The OIG report also found that ICE often failed to comply with its own segregation reporting requirements. According to ICE policy, whenever an individual with a special vulnerability is placed in solitary confinement, and whenever any other person has been placed there for 14 days, ICE is required to notify ICE headquarters of the development. But in over 1 in 10 cases the OIG examined, no report was filed with headquarters at all. One such case involved a person with schizophrenia who spent 30 days in segregation. Moreover, OIG found that in cases where ICE did report a solitary confinement placement, it often did so late. One person’s placement in solitary was not relayed to headquarters until 88 days into a 250-day segregation placement. This is no mere paperwork failure. As the report explains, “[d]elays in segregation reporting could impact ICE’s ability to mitigate possible misuse of segregation and prevent unnecessary, prolonged segregation placements.”

The OIG also uncovered ICE’s violations of document preservation rules. ICE was not able to provide OIG with nearly 10 percent of the detention files requested, because they had been unlawfully destroyed or were lost. Many files were destroyed months after ICE agreed to a litigation hold in connection with a case brought by good government groups and historians for the very purpose of stopping ICE from destroying such records.

Prolonged solitary confinement lasting longer than 15 days — as it very often does in immigration detention — constitutes torture, and is a violation of international standards outlined in the U.N.’s Nelson Mandela Rules. Shorter periods of solitary confinement, according to the U.N. Special Rapporteur on Torture, “can also amount to cruel, inhuman or degrading treatment or punishment where the physical conditions of prison regime … fail to respect the inherent dignity of the human person and cause severe mental and physical pain or suffering.”

This report is by no means the first time watchdogs have identified failures by ICE to adhere to solitary confinement policy. OIG itself previously found significant segregation placement reporting failures like the ones described in last week’s report. The DHS Office for Civil Rights and Civil Liberties sounded the alarm over abuse of the segregation policy at the Adelanto Correctional Facility in California. Similarly, nearly a decade ago, the National Immigrant Justice Center and Physicians for Human Rights, reported on ICE’s failure to enforce consistent solitary confinement standards in its detention facilities.

Abuse of solitary confinement in the U.S. immigration detention system has persisted despite years of oversight reports, investigations by state officials, Congressional hearings, proposed legislation sponsored by influential members of the Senate, lawsuits, and death.
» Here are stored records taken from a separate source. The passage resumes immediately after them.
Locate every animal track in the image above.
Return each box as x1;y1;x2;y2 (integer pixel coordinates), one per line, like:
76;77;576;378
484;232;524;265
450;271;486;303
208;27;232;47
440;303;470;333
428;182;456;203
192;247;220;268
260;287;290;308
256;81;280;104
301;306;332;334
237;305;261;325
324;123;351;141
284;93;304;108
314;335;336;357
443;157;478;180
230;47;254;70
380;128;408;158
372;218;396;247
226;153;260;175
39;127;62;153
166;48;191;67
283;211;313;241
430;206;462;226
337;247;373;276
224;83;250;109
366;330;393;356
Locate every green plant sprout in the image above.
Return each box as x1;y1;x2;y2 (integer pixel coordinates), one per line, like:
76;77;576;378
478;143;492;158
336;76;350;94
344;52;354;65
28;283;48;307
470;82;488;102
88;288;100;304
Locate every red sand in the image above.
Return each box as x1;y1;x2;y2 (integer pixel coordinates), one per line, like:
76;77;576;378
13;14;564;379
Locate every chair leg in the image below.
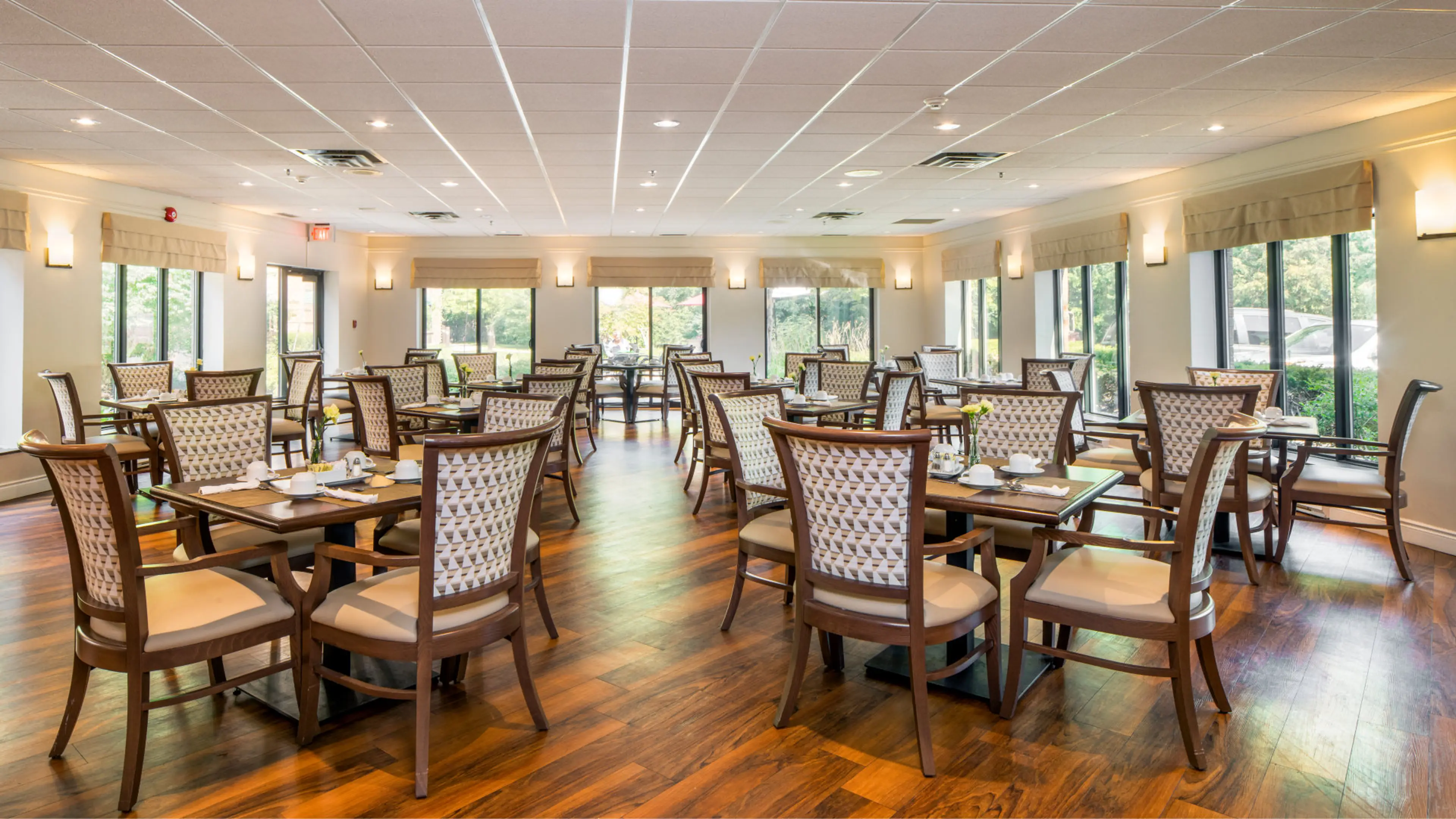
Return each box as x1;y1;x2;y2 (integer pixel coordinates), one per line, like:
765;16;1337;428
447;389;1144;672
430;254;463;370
532;546;559;640
773;608;810;729
508;628;551;730
116;672;151;813
718;549;748;631
1385;507;1414;580
1194;634;1233;714
51;657;90;759
1168;643;1208;771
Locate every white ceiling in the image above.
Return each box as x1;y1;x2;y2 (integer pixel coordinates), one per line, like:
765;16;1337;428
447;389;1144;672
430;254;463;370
0;0;1456;236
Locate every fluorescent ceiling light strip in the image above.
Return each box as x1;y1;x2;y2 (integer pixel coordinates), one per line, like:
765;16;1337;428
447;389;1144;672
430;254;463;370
474;0;571;233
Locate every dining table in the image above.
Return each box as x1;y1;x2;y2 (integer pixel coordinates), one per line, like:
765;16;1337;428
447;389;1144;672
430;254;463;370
865;456;1123;700
151;458;421;720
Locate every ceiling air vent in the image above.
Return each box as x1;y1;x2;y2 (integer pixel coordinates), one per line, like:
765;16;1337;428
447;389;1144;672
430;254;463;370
409;210;460;221
293;147;384;171
920;150;1006;171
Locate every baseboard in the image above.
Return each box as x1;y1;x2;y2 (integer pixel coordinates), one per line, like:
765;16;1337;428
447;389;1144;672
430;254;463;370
1324;507;1456;555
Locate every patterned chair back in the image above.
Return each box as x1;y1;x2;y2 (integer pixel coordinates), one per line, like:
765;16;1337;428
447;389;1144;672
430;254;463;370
1137;382;1260;485
182;367;264;401
418;418;562;615
1021;358;1072;391
961;386;1082;463
708;388;783;516
151;395;272;481
456;353;495;383
763;418;930;606
875;370;920;433
41;370;86;443
282;358;323;421
350;376;399;461
366;363;430;430
106;361;172;401
693;373;753;447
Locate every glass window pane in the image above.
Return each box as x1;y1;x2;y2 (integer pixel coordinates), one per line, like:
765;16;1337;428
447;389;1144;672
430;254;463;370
651;287;701;353
1283;236;1335;434
815;287;871;360
483;287;536;377
1087;262;1121;415
1224;245;1269;370
122;265;160;361
597;287;652;357
767;287;818;376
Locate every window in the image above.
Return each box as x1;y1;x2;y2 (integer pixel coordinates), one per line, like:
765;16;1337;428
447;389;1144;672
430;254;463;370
100;262;202;398
764;287;875;376
1217;230;1380;440
945;278;1000;376
419;287;536;380
1054;262;1128;418
597;287;708;357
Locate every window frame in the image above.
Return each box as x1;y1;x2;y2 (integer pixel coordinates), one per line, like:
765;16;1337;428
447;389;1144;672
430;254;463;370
1051;261;1131;418
591;284;708;353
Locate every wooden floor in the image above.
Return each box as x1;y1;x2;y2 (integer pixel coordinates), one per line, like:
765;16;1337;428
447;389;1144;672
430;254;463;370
0;423;1456;816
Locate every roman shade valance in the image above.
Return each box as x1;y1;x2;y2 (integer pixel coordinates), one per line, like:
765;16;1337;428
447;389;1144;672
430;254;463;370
0;191;31;251
759;256;885;287
1184;159;1374;251
587;256;714;287
941;239;1000;281
100;213;227;273
409;256;541;290
1031;213;1127;270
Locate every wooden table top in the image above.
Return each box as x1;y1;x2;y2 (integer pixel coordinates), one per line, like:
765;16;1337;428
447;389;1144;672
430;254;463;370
150;458;419;535
924;458;1123;527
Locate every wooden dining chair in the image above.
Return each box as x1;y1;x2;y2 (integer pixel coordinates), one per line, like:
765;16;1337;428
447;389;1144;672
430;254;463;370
763;418;1000;777
284;420;560;797
19;430;301;812
1272;379;1442;580
41;370;153;494
1137;382;1276;586
1002;414;1264;771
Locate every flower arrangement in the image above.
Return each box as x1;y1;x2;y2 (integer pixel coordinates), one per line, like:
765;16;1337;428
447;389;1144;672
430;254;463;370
961;398;996;466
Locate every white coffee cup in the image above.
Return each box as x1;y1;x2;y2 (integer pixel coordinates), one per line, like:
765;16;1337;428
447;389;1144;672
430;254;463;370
288;472;319;496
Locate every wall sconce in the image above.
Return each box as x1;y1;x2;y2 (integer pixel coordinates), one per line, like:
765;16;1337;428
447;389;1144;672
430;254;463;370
1143;233;1168;267
45;233;76;267
1415;188;1456;239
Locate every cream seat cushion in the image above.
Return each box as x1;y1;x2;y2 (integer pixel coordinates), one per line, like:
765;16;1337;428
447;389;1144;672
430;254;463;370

At the beginning of the Biden administration, the ACLU called on DHS to follow through on Biden’s commitments during the campaign and ban the use of solitary confinement (whether for administrative, protective, or disciplinary reasons). We have not seen progress to date. At the very least, DHS Secretary Alejandro Mayorkas should respond to the OIG’s findings by placing an immediate moratorium on the use of solitary confinement and requiring a detailed, facility-by-facility review of solitary confinement practices. Congress should use its appropriations powers to prohibit the use of federal funds for solitary confinement. Moreover, Congress should aggressively question DHS and ICE officials about the agency’s unlawful destruction of records and its continued use of solitary confinement for prolonged periods.

The latest OIG report underscores the reality that immigration detention is inherently inhumane. It’s time to put an end to ICE’s detention machine.